Data Documentation
Data documentation will ensure that your data will be understood and interpreted by any user. It will explain how your data was created, what the context is for the data, structure of the data and its contents, and any manipulations that have been done to the data.
What's important to document?
- Context of data collection
- Data collection methodology
- Structure and organization of data files
- Data validation and quality assurance
- Data manipulations through data analysis from raw data
- Data confidentiality, access and use conditions
Data-level documentation
- Variable names and descriptions
- Definition of codes and classification schemes
- Codes of, and reasons for, missing values
- Definitions of specialty terminology and acronyms
- Algorithms used to transform data
- File format and software used
Example Readme Files
- Simple readme: Easy data management: add a README.txt to your project folders.
- Comprehensive readme: This readme is part of a survey dataset. The readme is exemplary in that it documents the data analysis process and explains each file and folder. In addition the dataset includes license files. The dataset has also been published in Zenodo, capturing many of the metadata fields suggested in the following section.
- Simon Hettrick. (2018, February 23). softwaresaved/software_in_research_survey_2014: Software in research survey (Version 1.0). Zenodo. http://doi.org/10.5281/zenodo.1183562
- Readme template: This template is used for the UA Research Data Repository (ReDATA)
Metadata
Metadata explains the origin, purpose, time, geographic location, creator, access, and terms of use of the data. Information in the metadata is used to retrieving and indexing data in a repository or archives; and for the citation.

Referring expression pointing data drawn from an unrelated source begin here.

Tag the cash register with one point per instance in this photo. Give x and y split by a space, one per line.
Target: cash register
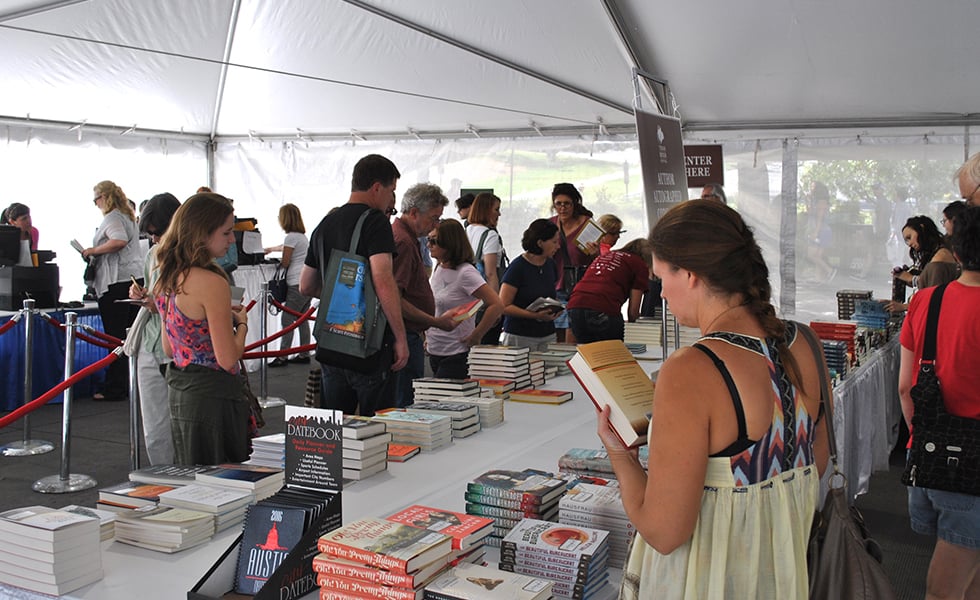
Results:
19 281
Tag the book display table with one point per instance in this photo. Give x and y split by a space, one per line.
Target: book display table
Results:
532 436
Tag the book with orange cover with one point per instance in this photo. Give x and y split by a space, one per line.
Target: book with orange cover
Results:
611 376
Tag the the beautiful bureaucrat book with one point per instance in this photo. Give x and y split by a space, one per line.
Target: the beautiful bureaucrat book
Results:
385 544
476 582
540 396
269 533
611 376
466 530
529 486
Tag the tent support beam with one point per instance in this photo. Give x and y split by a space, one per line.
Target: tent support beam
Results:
491 57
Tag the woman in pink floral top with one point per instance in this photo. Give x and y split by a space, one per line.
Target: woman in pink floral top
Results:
205 334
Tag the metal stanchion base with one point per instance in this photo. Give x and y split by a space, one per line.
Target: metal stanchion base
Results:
54 484
26 448
271 401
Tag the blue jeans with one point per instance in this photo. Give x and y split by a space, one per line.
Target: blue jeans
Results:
347 390
404 394
593 326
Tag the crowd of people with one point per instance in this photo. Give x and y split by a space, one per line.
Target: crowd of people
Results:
737 434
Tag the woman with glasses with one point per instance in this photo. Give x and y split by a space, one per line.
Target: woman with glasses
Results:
571 218
455 282
116 255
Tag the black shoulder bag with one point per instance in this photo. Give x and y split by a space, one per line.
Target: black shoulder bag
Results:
945 452
843 561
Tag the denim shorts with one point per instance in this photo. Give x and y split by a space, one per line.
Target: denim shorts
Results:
952 517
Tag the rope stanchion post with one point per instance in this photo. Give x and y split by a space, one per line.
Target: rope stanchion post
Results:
27 446
65 481
265 400
134 412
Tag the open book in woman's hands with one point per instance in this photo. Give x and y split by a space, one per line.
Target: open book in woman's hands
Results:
543 304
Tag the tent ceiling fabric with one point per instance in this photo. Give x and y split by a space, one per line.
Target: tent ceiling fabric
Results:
332 67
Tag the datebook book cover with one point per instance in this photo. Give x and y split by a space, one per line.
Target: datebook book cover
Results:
610 375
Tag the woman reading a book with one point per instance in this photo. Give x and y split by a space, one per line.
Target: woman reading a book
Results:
736 437
531 275
571 217
456 283
204 334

Metadata can be harvested for data sharing through the Open Archives Initiative Protocol for Metadata Harvesting (OAI-PMH).
There are a variety of metadata standards, usually for a particular file format or discipline. Some examples include the following:
- Astronomy Visualization Metadata
- Darwin Core
- Data Documentation Initiative (DDI) to document numeric data files
- Dublin Core, a general purpose metadata standard
- ISO 19115 or FGDC's Content Standard for Digital Geospatial Metadata for geospatial data
- Ecological Metadata Language
Consult these directories for more comprehensive lists (and tools) of disciplinary metadata.

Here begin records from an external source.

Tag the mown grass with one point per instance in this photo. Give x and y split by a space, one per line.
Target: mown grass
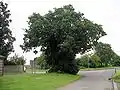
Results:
90 69
36 82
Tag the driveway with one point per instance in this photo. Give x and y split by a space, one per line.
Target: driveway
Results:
92 80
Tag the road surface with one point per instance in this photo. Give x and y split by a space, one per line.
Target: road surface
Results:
92 80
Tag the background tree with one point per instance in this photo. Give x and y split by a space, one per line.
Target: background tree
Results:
42 62
105 52
115 60
62 34
15 60
6 39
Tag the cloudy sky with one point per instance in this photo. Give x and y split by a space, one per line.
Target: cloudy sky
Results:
105 12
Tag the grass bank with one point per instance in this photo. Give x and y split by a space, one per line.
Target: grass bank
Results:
90 69
36 82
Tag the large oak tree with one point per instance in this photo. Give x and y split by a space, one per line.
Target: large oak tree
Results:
61 33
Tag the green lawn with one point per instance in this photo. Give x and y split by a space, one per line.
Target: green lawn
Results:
90 69
49 81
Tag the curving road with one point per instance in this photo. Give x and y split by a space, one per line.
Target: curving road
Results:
92 80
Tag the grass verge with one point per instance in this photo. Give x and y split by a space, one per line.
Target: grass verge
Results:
90 69
49 81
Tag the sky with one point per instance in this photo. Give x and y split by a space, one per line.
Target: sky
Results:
104 12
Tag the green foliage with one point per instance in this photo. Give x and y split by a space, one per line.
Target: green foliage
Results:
6 39
62 34
116 60
41 61
105 52
95 61
15 60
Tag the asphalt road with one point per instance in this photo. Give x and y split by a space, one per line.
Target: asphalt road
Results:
92 80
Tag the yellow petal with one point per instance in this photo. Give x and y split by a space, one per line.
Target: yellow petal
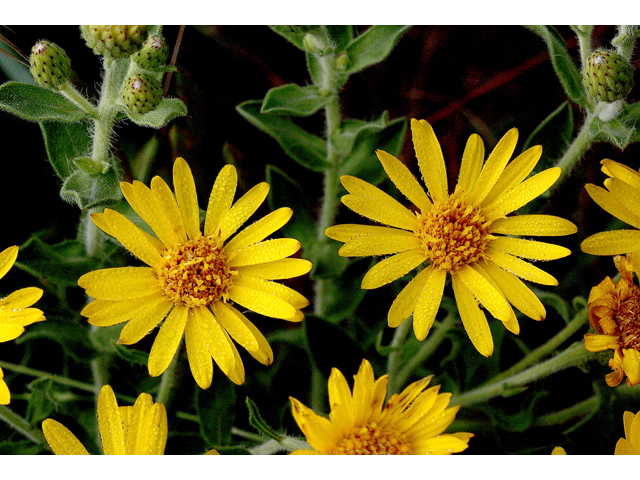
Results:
472 160
121 283
529 248
263 252
198 352
166 343
187 197
242 210
259 230
537 225
404 180
7 259
430 159
428 303
494 166
473 319
221 198
515 173
61 440
392 268
110 423
616 242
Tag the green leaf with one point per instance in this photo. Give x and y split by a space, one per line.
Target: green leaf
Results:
65 141
331 347
308 150
62 263
373 46
565 68
286 192
216 410
169 109
554 134
88 191
258 422
291 99
38 104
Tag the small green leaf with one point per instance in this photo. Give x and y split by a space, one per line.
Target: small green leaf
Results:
258 422
291 99
88 191
308 150
373 46
566 70
169 109
216 409
38 104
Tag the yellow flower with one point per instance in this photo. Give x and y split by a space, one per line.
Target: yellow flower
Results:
14 312
622 200
631 444
614 314
466 234
137 430
411 423
193 278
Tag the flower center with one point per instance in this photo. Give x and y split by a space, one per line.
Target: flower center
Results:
453 233
195 273
372 439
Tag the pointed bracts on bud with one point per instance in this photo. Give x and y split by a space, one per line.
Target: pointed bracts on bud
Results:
50 65
153 55
114 41
141 93
608 76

- Digital Curation Centre metadata directory
- Research Data Alliance metadata directory (community maintained)
The UA Library can help you select the most appropriate metadata standard to use.
When creating metadata, a best practice is to use controlled vocabulary, standard terminology for your discipline. Using an accepted standard, controlled vocabulary or an authority list will help in the retrieving and indexing of your data.
Consider keeping metadata records in a spreadsheet, CSV file or tab-delimited file. Additional information needed to interpret the metadata, such as explanations of variable, codes, acronyms or abbreviations, or algorithms used, should be included as accompanying documentation.
Suggested Metadata Elements
In the absence of a standard in your discipline, the University of Arizona Libraries suggests the following metadata elements. In their simplest form, these can be included as part of a readme file. The UA Research Data Repository (ReDATA) readme template contains a minimal set of elements.
Element | Description |
---|---|
Title | Name of the project or collection of datasets |
Creator | Names and institutions of the people who created the data |
Date | Key dates associated with the data, such as dates covered by the data or date of creation |
Description | Description of the resource |
Keywords or Subjects | Keywords or subjects describing the content of the data |
Identifier | Unique number or alphanumeric string used to identify the data like a DOI. Many repositories provide DOIs for deposited datasets. |
Coverage (if applicable) | Geographic coverage |
Language | Language of the resource |
Publisher | Entity responsible for making the dataset available |
Funding Agencies | Organization or agency who funded the research |
Access restrictions | Where and how your data can be accessed by other researchers |
License | E.g., CC0, CC By 4.0, MIT, etc. See the ReDATA license matrix for help selecting a license. |
Format | What format your data is in |